Montage Concord
A modular SEEG simulation and analysis framework — documentation home
Montage Concord is a Python framework for working with stereotactic EEG (SEEG) data. It is organized as a collection of independent sub-packages that together form a complete pipeline: reading data from disk → re-referencing → computing metrics → visualizing results → fitting neural models.
Current Status
The visualization pipeline is complete (EDF reading, re-referencing, metric computation,
interactive dashboard) and the modeling pipeline has begun: the Model ABC, shared numerical
utilities, and the first neural mass model (Jansen-Rit) are implemented.

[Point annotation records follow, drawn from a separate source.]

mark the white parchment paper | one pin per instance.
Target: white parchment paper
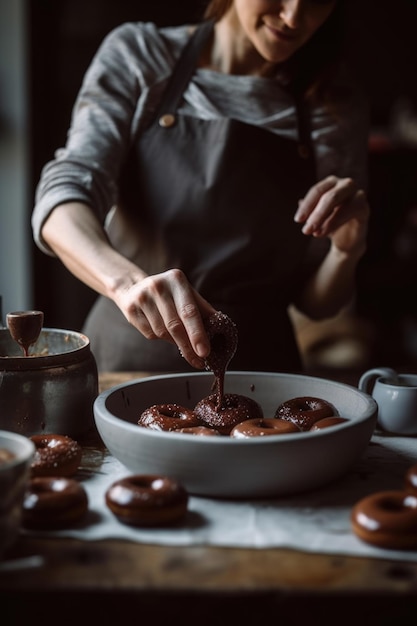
(317, 521)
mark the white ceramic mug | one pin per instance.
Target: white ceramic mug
(396, 396)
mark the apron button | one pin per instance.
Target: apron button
(303, 151)
(167, 120)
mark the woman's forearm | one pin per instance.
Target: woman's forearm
(78, 239)
(331, 287)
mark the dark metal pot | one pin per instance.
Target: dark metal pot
(53, 389)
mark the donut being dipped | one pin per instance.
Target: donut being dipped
(233, 409)
(55, 455)
(219, 410)
(51, 503)
(305, 411)
(263, 427)
(387, 519)
(147, 500)
(168, 417)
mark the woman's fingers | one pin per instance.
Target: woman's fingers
(167, 307)
(322, 202)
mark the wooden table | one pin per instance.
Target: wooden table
(199, 585)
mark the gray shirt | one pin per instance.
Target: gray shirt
(120, 91)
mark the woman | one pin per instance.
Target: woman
(212, 167)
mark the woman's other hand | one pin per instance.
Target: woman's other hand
(337, 209)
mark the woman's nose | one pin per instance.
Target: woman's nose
(290, 12)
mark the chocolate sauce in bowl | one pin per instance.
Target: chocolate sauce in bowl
(25, 327)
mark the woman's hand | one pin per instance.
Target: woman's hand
(337, 209)
(165, 306)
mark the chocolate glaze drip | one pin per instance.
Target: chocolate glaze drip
(222, 332)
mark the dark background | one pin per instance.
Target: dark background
(63, 36)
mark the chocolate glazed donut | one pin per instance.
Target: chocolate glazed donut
(305, 411)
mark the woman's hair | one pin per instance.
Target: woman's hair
(310, 70)
(217, 8)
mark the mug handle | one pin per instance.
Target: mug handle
(366, 378)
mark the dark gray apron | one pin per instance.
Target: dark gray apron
(216, 199)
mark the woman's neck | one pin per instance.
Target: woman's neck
(229, 51)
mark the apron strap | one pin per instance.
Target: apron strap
(183, 72)
(181, 76)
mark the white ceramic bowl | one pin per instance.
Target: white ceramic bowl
(237, 468)
(14, 477)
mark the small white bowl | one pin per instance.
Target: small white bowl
(236, 468)
(14, 478)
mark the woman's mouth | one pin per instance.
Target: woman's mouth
(281, 34)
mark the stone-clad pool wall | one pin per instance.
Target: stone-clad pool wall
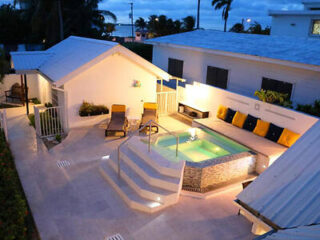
(211, 174)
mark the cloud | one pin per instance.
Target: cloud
(257, 10)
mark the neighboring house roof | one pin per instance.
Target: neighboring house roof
(300, 233)
(294, 13)
(286, 50)
(288, 192)
(73, 55)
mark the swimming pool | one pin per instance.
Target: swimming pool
(197, 145)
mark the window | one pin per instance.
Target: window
(217, 77)
(175, 67)
(278, 86)
(316, 27)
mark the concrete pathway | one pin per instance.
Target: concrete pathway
(75, 203)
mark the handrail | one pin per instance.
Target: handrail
(149, 124)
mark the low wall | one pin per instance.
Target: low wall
(209, 98)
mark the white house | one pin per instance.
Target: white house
(298, 23)
(101, 72)
(243, 63)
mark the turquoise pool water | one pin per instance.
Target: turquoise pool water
(197, 145)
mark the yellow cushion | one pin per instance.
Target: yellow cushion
(261, 128)
(239, 119)
(150, 106)
(222, 112)
(288, 138)
(118, 108)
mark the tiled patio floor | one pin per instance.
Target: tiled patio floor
(75, 203)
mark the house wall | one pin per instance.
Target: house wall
(295, 26)
(38, 86)
(245, 76)
(110, 82)
(209, 98)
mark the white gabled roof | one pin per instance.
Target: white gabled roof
(300, 233)
(288, 192)
(290, 51)
(73, 55)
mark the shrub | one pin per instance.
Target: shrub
(16, 222)
(312, 109)
(274, 97)
(89, 109)
(35, 101)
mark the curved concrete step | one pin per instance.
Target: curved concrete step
(143, 188)
(127, 193)
(148, 173)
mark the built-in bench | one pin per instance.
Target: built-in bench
(266, 150)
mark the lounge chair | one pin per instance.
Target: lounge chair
(150, 113)
(118, 122)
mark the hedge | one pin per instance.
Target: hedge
(16, 222)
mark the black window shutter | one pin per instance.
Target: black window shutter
(175, 67)
(217, 77)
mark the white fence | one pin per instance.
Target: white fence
(49, 121)
(3, 123)
(167, 102)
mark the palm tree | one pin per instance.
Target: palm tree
(226, 5)
(188, 23)
(4, 64)
(141, 23)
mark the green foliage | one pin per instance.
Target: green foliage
(254, 28)
(32, 120)
(144, 50)
(15, 218)
(58, 138)
(50, 21)
(89, 109)
(274, 97)
(312, 109)
(35, 100)
(47, 105)
(4, 64)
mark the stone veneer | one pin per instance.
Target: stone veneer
(214, 173)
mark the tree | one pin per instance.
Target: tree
(54, 20)
(4, 64)
(238, 28)
(188, 23)
(140, 23)
(226, 6)
(13, 29)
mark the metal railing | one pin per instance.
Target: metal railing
(49, 121)
(3, 123)
(149, 124)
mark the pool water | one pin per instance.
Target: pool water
(197, 145)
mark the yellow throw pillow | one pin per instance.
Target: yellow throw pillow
(118, 108)
(261, 128)
(222, 112)
(239, 119)
(288, 138)
(150, 106)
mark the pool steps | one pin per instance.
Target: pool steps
(142, 185)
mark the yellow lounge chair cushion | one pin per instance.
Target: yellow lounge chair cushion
(288, 138)
(118, 108)
(239, 119)
(261, 128)
(150, 106)
(222, 112)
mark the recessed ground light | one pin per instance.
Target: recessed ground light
(115, 237)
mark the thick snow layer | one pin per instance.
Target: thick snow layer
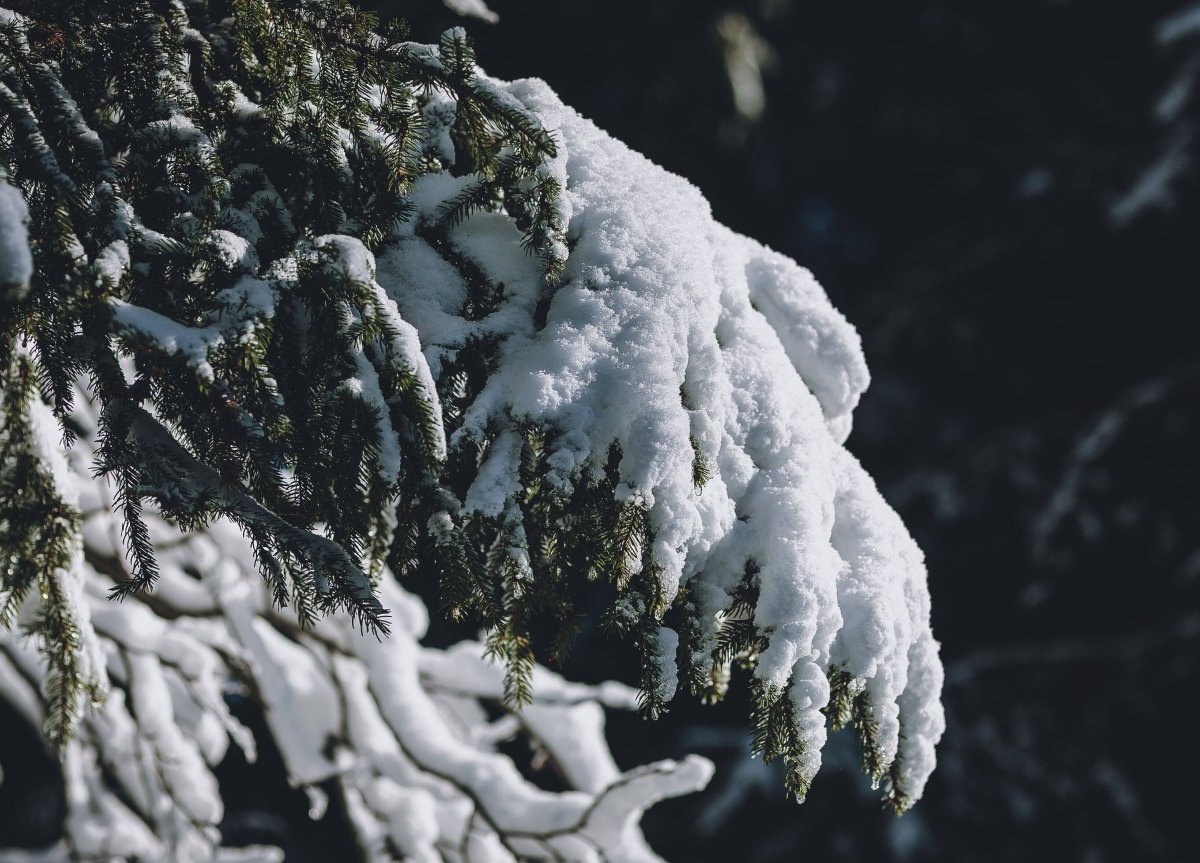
(399, 726)
(16, 261)
(667, 329)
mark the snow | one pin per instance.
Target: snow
(657, 300)
(16, 259)
(667, 335)
(474, 9)
(373, 715)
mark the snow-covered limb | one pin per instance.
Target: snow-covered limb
(376, 307)
(399, 726)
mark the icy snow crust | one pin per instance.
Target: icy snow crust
(666, 337)
(669, 328)
(400, 727)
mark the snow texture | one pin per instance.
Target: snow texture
(667, 336)
(399, 726)
(659, 300)
(16, 261)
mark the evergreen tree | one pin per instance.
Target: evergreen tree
(389, 316)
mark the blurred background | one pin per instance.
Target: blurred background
(1005, 198)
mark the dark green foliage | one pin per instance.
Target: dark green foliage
(180, 161)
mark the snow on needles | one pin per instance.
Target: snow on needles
(16, 262)
(669, 329)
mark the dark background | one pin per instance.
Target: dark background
(953, 172)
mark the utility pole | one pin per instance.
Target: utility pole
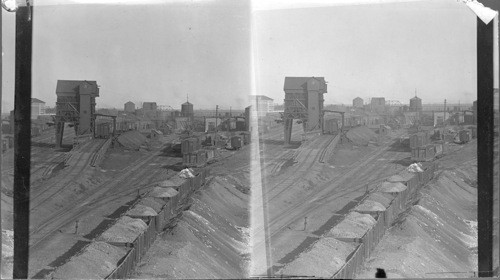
(22, 136)
(444, 114)
(216, 117)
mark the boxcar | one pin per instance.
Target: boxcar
(102, 130)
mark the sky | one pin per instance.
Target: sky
(219, 52)
(141, 53)
(385, 50)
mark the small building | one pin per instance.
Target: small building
(129, 107)
(149, 106)
(377, 104)
(263, 104)
(37, 108)
(357, 102)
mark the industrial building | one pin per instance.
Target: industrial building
(129, 107)
(75, 104)
(187, 110)
(263, 104)
(303, 100)
(415, 104)
(37, 108)
(357, 102)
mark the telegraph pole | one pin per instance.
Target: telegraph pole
(444, 114)
(216, 116)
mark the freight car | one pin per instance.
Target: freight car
(35, 131)
(102, 130)
(236, 143)
(464, 136)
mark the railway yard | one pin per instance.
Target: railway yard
(311, 185)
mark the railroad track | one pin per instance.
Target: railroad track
(329, 192)
(78, 162)
(108, 191)
(305, 162)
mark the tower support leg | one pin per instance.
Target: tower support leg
(59, 133)
(288, 130)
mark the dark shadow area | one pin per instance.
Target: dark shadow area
(175, 167)
(80, 245)
(171, 151)
(399, 147)
(292, 145)
(42, 145)
(403, 162)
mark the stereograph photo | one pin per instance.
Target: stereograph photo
(236, 139)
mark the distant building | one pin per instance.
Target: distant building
(263, 104)
(357, 102)
(129, 107)
(212, 123)
(37, 108)
(440, 117)
(415, 104)
(149, 106)
(377, 104)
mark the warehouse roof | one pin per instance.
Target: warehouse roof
(262, 97)
(36, 100)
(71, 86)
(301, 82)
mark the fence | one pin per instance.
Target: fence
(156, 224)
(384, 220)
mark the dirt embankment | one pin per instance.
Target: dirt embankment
(437, 237)
(209, 241)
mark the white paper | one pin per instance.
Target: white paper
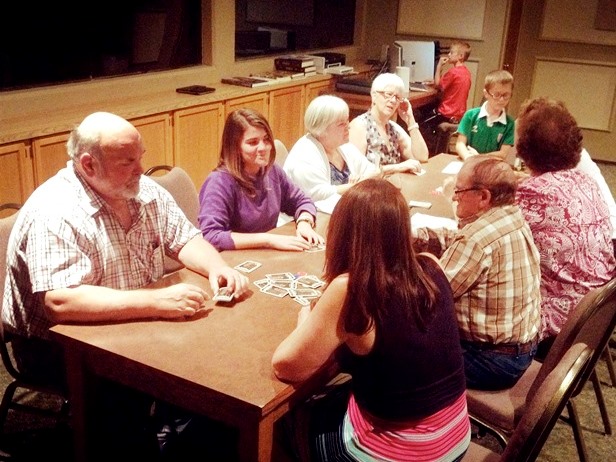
(452, 168)
(422, 220)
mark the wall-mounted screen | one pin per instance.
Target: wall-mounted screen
(60, 42)
(266, 27)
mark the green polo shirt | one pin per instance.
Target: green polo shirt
(483, 138)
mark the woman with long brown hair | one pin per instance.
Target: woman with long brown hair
(393, 313)
(242, 198)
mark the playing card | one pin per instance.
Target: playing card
(304, 293)
(275, 291)
(310, 281)
(280, 276)
(223, 294)
(261, 283)
(248, 266)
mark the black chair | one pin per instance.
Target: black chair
(542, 411)
(20, 380)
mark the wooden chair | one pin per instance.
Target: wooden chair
(19, 379)
(592, 322)
(281, 152)
(183, 190)
(541, 412)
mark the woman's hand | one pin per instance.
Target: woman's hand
(405, 112)
(295, 243)
(305, 231)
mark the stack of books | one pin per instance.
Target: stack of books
(246, 81)
(297, 63)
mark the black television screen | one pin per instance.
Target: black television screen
(65, 41)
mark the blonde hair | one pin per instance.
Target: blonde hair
(499, 76)
(323, 111)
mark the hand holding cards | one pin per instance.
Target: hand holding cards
(223, 294)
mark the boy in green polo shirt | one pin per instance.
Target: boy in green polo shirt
(488, 129)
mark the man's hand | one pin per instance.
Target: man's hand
(225, 276)
(179, 300)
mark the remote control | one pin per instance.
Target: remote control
(420, 204)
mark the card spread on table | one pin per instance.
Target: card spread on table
(248, 266)
(301, 287)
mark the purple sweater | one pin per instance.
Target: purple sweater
(225, 207)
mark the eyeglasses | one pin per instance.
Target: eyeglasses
(503, 96)
(389, 95)
(460, 191)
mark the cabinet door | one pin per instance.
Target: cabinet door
(157, 138)
(17, 174)
(258, 102)
(318, 88)
(49, 153)
(286, 114)
(198, 134)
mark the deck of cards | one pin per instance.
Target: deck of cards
(302, 288)
(248, 266)
(223, 294)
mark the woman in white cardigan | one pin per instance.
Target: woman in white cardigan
(322, 162)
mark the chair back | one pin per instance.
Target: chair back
(281, 152)
(6, 225)
(181, 187)
(576, 323)
(183, 190)
(546, 405)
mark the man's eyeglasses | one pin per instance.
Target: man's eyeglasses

Model fitting and additional models are next.
Where to Start
If you are new, read in this order:
Overview
Architecture
How all packages fit together, dependency graph, design rules.
Overview
Data Flow
Trace a single EDF file from disk to interactive visualization.
Package
Core
Recording, MetricResult, ParameterVector, ModelOutput containers. Metric and Model ABCs.
Package
Server
FastAPI backend + interactive browser dashboard.
All Packages
| Package | Purpose | Status |
|---|---|---|
| concord-core | Containers (Recording, MetricResult, ParameterVector, ModelOutput), Metric & Model ABCs | Implemented |
| concord-io | EDF/BIDS reader, re-referencing, epoch slicing | Implemented |
| concord-metrics-utils | Windowing, filtering, analytic signal primitives | Implemented |
| concord-metrics-univariate | Line length, Hjorth parameters | Implemented |
| concord-metrics-spectral | Welch PSD, band power | Implemented |
| concord-viz | Timeseries, spectrogram, PSD, metric preparation for frontend | Implemented |
| concord-server | FastAPI server + browser-based dashboard | Implemented |
| Frontend (JS) | ES module JS: panels, Plotly rendering, 3D brain | Implemented |
| concord-demo | Standalone static demo with pre-baked SEEG data (GitHub Pages) | Implemented |
| concord-fit | Optimization engine for model fitting | Planned |
| concord-connectome | Structural connectivity, parcellation, contact mapping | Planned |
| concord-models-utils | ODE integrators, noise, sigmoid functions | Implemented |
| concord-model-jansen-rit | Jansen-Rit cortical column model (alpha rhythm) | Implemented |
| concord-model-* | Wendling, Epileptor, Robinson models | Planned |
| concord-metrics-connectivity | PLV, coherence, Granger causality, PAC… | Planned |
| concord-metrics-event | Spike detection, seizure pattern classification | Planned |
| concord-metrics-network | Graph metrics, epileptogenicity index | Planned |
| concord-metrics-nonlinear | Sample entropy, Lyapunov exponents, DFA | Planned |
Background Reading
Not familiar with some of the design patterns used? These pages explain them from first principles:
Background
REST API & HTTP
What GET and POST mean, how JSON travels over HTTP, how the browser talks to the server.
Background
FastAPI
How Python FastAPI turns function definitions into HTTP endpoints.
Background
Abstract Base Classes
How Python ABCs define contracts that implementations must satisfy.
Background
Python Entry Points
How packages register themselves for discovery without hard imports.
Background
JS ES Modules
How modern JavaScript splits code into import/export modules.
Background
Neural Mass Models
What neural mass models are, how the Jansen-Rit model works, and why we use them.
Quick-Start: Running the Server
# Activate the environment
conda activate concord
# Start the server
conda run -n concord python -m concord_server.server
# Then open http://localhost:8000 in a browser
# Or use the convenience script at the project root
python serve.py
Once loaded, use the file browser to open an EDF file, switch montage modes, apply notch filtering, and explore the multi-panel visualization dashboard.